De acordo com Arlindo Machado, “se toda a arte é feita com os meios do seu tempo, as artes eletrônicas representam a expressão mais avançada da criação artística atual e aquela que melhor exprime sensibilidades e saberes do homem do início do terceiro milênio”

(MACHADO, 2008, p. 10). Lúcia Santaella parte de semelhante pressuposto e seu livro A

Ecologia Pluralista da Comunicação, dizendo que “não há dúvida de que estamos vivendo

um novo ecossistema comunicacional e cultural, certamente enraizado nas forças produtivas que são próprias do capitalismo global” (SANTAELLA, 2010, p. 64). A metáfora do ecossistema inclui as diferentes manifestações da arte contemporânea e seus circuitos de interação que se cruzam e hibridizam em vários graus de aproximação, tanto nas mídias quanto nas artes. Numa economia globalizada e muito dependente da informática e tecnologia, os meios de produção e comunicação se fundem. No início, duras críticas foram feitas à arte computacional e à web art e só na primeira metade da década passada, com a ajuda de organizações online - como a Rhizome - é que sua legitimidade foi conquistada. No âmbito brasileiro, os pesquisadores Arlindo Machado, Lucia Santaella – citados acima -, Gisele Beiguelman e Diana Domingues, entre muitos ilustres acadêmicos, foram responsáveis por creditar o computador como ferramenta inevitável para a criação artística.
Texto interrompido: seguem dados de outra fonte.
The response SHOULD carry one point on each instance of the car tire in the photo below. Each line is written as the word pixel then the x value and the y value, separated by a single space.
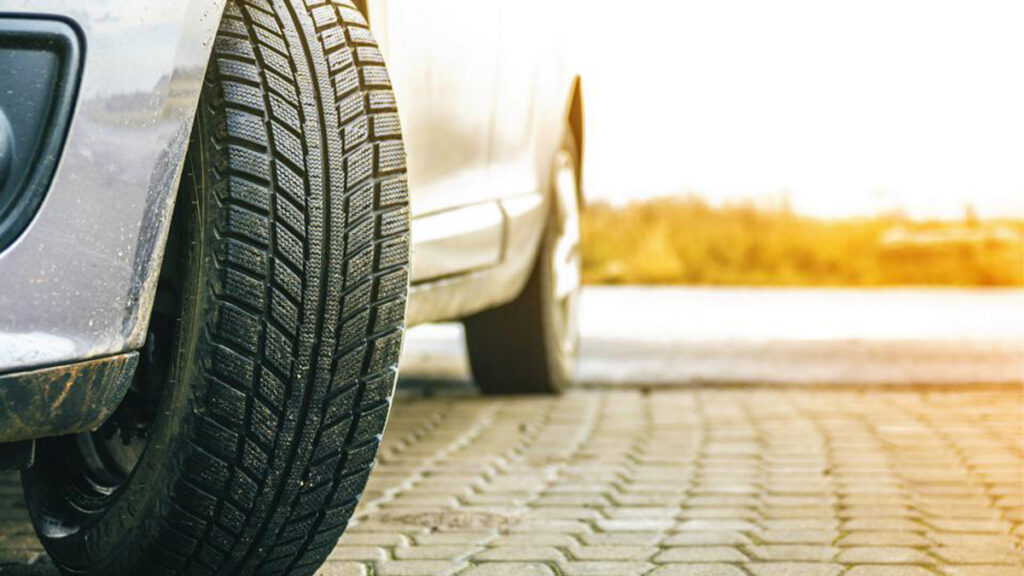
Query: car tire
pixel 529 345
pixel 266 379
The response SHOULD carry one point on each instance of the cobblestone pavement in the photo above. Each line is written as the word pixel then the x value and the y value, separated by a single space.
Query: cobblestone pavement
pixel 763 482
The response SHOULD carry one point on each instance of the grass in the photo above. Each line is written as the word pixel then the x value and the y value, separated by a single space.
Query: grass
pixel 688 241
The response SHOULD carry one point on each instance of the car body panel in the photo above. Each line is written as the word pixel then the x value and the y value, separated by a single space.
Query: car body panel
pixel 483 110
pixel 78 282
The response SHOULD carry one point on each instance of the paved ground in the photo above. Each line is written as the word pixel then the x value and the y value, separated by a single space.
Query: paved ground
pixel 673 336
pixel 687 482
pixel 905 480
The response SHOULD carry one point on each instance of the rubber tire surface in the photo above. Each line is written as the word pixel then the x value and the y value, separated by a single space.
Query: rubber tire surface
pixel 289 337
pixel 513 348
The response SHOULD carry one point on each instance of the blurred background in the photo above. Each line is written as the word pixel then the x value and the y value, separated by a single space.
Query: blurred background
pixel 797 192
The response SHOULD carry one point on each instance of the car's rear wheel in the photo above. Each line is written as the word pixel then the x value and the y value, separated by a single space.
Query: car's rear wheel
pixel 530 344
pixel 266 377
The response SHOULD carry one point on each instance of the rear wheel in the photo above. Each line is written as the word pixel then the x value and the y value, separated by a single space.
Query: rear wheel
pixel 530 344
pixel 267 373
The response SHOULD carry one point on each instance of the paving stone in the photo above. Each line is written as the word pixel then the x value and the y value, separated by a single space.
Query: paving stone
pixel 794 552
pixel 883 554
pixel 697 570
pixel 343 569
pixel 698 482
pixel 603 568
pixel 700 553
pixel 509 569
pixel 417 568
pixel 963 554
pixel 982 570
pixel 794 569
pixel 519 553
pixel 611 552
pixel 432 552
pixel 888 571
pixel 706 538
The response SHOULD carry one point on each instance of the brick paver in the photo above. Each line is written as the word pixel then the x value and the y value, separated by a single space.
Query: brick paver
pixel 759 482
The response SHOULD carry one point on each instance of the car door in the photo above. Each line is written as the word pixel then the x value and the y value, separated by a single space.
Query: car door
pixel 442 57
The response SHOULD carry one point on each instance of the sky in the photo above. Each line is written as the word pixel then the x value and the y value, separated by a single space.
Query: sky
pixel 844 108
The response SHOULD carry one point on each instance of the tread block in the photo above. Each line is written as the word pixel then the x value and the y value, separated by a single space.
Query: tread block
pixel 394 221
pixel 245 288
pixel 393 192
pixel 231 366
pixel 390 158
pixel 239 327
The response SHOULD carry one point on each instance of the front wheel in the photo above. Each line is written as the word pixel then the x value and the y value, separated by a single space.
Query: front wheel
pixel 529 345
pixel 266 378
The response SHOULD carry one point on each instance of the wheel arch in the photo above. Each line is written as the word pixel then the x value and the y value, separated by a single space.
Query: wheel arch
pixel 576 118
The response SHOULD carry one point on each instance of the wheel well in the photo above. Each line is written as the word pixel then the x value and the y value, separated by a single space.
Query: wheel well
pixel 576 120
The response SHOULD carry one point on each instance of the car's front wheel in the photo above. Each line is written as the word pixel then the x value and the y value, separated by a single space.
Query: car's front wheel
pixel 266 378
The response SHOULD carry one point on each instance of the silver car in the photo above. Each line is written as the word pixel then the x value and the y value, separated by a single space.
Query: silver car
pixel 216 222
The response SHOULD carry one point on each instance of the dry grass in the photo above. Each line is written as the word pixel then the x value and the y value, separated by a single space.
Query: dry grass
pixel 687 241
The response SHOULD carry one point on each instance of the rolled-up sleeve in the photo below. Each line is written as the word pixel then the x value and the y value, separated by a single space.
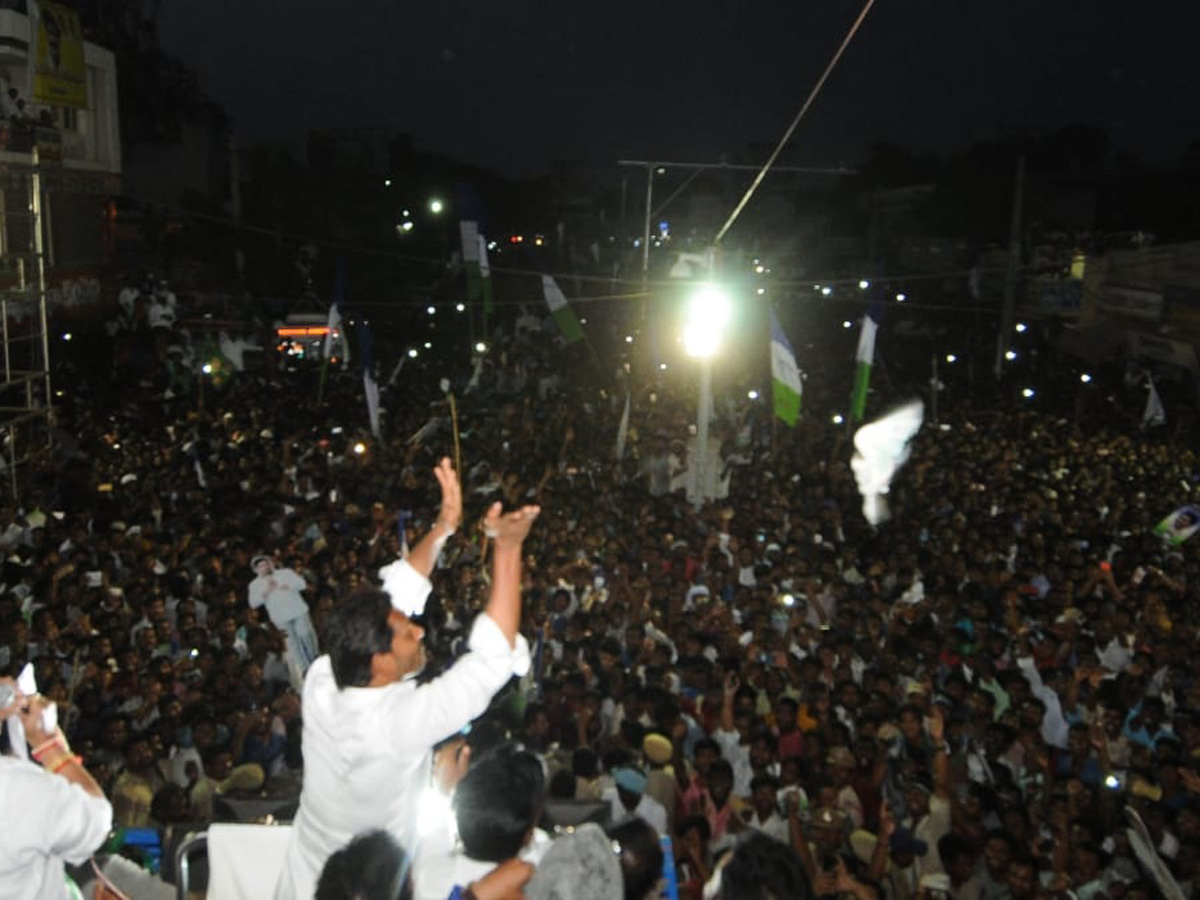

É necessário, agora, que entendamos outro paradigma da comunicação e da arte: as redes sociais têm sido o espaço privilegiado para produção e veiculação de obras midiáticas pertencentes ao âmbito da arte contemporânea e, portanto, os frutos de sua produtividade hão de ser considerados como tal. Num evento chamado The Social Graph15, organizado em Nova Iorque no ano de 2010, o termo social media art foi utilizado pela primeira vez - seria o equivalente à “arte em redes sociais” (tradução nossa) – e, desde então, seus desdobramentos têm sido debatidos pela comunidade artística e acadêmica. Prada (2007) enfatiza que as redes sociais de agora permitem processos de sociabilidades até então desconhecidos para a prática artística da contemporaneidade, que envolvem a troca de dados – sendo eles apenas numéricos ou em formatos prontos como imagem, vídeo e som – e, de forma mais importante, a interação entre os usuários-consumidores e os artistas-consumidores. Através das redes sociais, o artista publica seu trabalho à espera do usuário que terá acesso a ele. Caso essa interação não aconteça, a relação de consumo e sociabilidade se torna infrutífera, e talvez esse seja um dos motivos pelos quais os artistas costumam manter perfis em várias redes sociais distintas, de modo a melhor explorar os recursos disponíveis no aplicativo para sua rede de conexões.